Oh, and anything unique added here must be back-ported to WPF to maintain compatibility :)
Things I Consider Non-Issues
Here are some common complaints/concerns that I personally consider non-issues because of the types of applications I typically build, and the discussions I’ve had with other community developers. Note that I don’t represent the team or Microsoft, so just because I don’t consider something a big issue doesn’t mean they’ve written it off or have a similar opinion.

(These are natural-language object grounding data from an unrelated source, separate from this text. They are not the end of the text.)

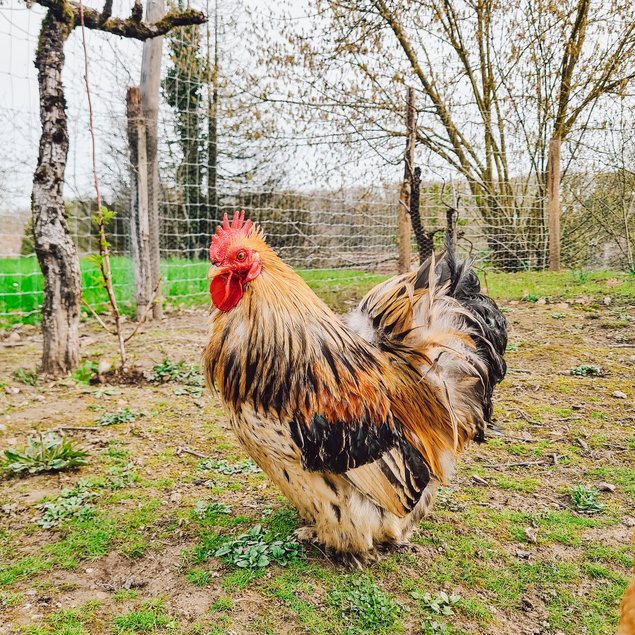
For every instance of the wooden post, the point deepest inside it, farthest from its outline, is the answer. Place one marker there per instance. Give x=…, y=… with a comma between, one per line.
x=139, y=218
x=404, y=231
x=553, y=203
x=149, y=86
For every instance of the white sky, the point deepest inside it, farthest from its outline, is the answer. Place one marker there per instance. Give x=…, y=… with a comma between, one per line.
x=113, y=64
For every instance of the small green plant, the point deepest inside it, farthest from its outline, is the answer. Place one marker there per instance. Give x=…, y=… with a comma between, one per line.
x=586, y=499
x=441, y=603
x=125, y=415
x=71, y=503
x=190, y=376
x=120, y=476
x=579, y=277
x=435, y=628
x=48, y=452
x=257, y=549
x=86, y=372
x=224, y=467
x=366, y=605
x=146, y=619
x=203, y=509
x=28, y=377
x=587, y=370
x=199, y=577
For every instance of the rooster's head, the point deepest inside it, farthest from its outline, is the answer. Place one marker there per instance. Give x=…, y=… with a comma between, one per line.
x=235, y=259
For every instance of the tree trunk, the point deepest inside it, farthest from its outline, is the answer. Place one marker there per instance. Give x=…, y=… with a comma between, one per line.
x=53, y=244
x=139, y=217
x=553, y=203
x=404, y=234
x=150, y=85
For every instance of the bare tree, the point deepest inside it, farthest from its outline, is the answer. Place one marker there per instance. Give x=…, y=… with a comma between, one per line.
x=498, y=83
x=53, y=244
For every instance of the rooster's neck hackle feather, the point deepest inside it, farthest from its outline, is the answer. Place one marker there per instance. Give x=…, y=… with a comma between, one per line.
x=283, y=351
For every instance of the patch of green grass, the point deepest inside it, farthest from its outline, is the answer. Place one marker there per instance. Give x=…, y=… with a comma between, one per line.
x=71, y=503
x=440, y=603
x=223, y=466
x=48, y=452
x=25, y=567
x=65, y=622
x=125, y=595
x=240, y=579
x=587, y=370
x=622, y=476
x=85, y=372
x=256, y=549
x=222, y=604
x=86, y=539
x=527, y=484
x=364, y=606
x=184, y=283
x=586, y=499
x=125, y=415
x=27, y=377
x=543, y=284
x=148, y=618
x=198, y=577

- Lack of GIF support. Most folks moved away from GIF when the whole unisys patent lawsuit came out. The alternative offered was PNG, an open format that supports a lot more than what GIF ever could (with the exception of animation, but the web has far too many animated GIFs as it is). When Microsoft was slow to support alpha channel PNGs, everyone complained (me included) that they ignored the new standard in favor of some outdated. Now that Microsoft has a technology that supports PNGs rather than GIFs, there are complaints there too. Yuck. Give up your 256 color GIFs or use a server-side proxy to convert them to PNGs if you must. I guess if you’re just displaying images from other sites, this could be an issue for you, but I haven’t run into that myself.
- Lack of support for FLV (flash video). I can see how supporting FLV would be nice, but is it really necessary? In the long term, when both Flash and Silverlight reach similar levels of adoption, cross-support of proprietary video formats will probably not be a differentiating factor. I won’t complain if it shows up in the product some day, but I don’t see a compelling long term case for it. I do see a short term/transition case, but it seems a high price to pay for a transition technology.
- Inability to Elevate the Sandbox. I think it’s good that Silverlight is as locked down as it is. Microsoft always gets nailed on security (even when it is not their fault). They took the right approach here and decided to release Silverlight in a tight state and then look at places where it can be safely extended later.
- Asynchronous Networking. I think async is a good thing. I also posted an entry on how to chain networking calls if you need to take an action after some specific number of them complete. I will admit that allowing sync calls from a background thread would be a nice touch, but I’m glad they aren’t allowed from the UI thread.
- Small Control Set. This will be fixed by the community, by Microsoft and by third-parties. I remember back in the early days of VB when the out of the box control set was really small. We always had to turn to overpriced VBXs (later OCXs) to handle it. Given that history, Silverlight has a decent control set out of the box, and according to a post from Scott Guthrie a while back, more are coming. The third parties have also stepped up, some even offering their controls for free. Nice!
There are other, more controversial things, that I’m going to leave off for now (like PPC support) as I, like all of you, can only speak for my projects and my customers, and my colleagues.
What do you think about the two technologies? What’s on your Silverlight wishlist?